Good question:
What is the Resistance?
It used to be those clergy and laity who wanted to preserve the mission and apostolate of the SSPX (i.e., form a new congregation if the old one sold out).
That, by definition, excludes the independents, who, both before and after the crisis in Tradition, prized their independence above the continuation of ABL's organization of tradition (and it especially excludes those independents who have never had any relation to the SSPX or the Resistance bishops, like Fr. Perez and Colletti).
Later, a new approach to the apostolate eclipsed the original vision, favoring independence.
Are these "Resistance?"
Well, some of them are affiliated "loosely" with the bishops, but they have given up on the original purpose of the Resistance (i.e., to preserve Archbishop Lefebvre's approach to the apostolate).
Once upon a time, these had no other option but independence, there being no Resistance congregation set up to receive them.
But that is no longer the case.
There are now two competing visions for the "Resistance:"

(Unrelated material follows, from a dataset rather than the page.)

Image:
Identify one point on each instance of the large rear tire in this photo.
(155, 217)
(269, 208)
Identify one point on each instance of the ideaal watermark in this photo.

One which believes Archbishop Lefebvre's model (Which is the Church's model) is still viable, and one which does not.
So to your original question: Are such as Fr.. Perez and Colletti "Resistance," based on nothing more that disagreeing with Bishop Fellay?
I say no.
And what of those others who went from the SSPX into independence, and choose to remain there?
Are these "Resistance?"
Only in a very mitigated form: They simply want to survive, rather than rebuild.
It's true that ABL often spoke of the SSPX as a pilot light, simply trying to remain lit until the Church recovered from V2.
But this was merely a humble assessment of the SSPX' s "lifeboat" status, not an endorsement for fatalism or surrender to the inevitable eclipse of the Church.
Yet he continued to build and rebuild, and the fact that the Vatican felt threatened enough to try to control him for 20+ years shows that he was not content to merely wait for Heaven to fix the Church.
Some of the final posts of the Syllabus Blog addressed this issue, and I agree completely with their assessment:
However antimodernist the loosely affiliated former SSPX clergy may be, they are nevertheless infected to some degree by liberalism, insofar as they have preferred their own independence to hierarchy and authority (which they now consider to be dangerous), and have preferred to linger rather than rebuild on the basis of a false and/or exagerrated appraisal of the situation in the world and Church.
This is only my opinion, and it should not be construed as an attack against anyone.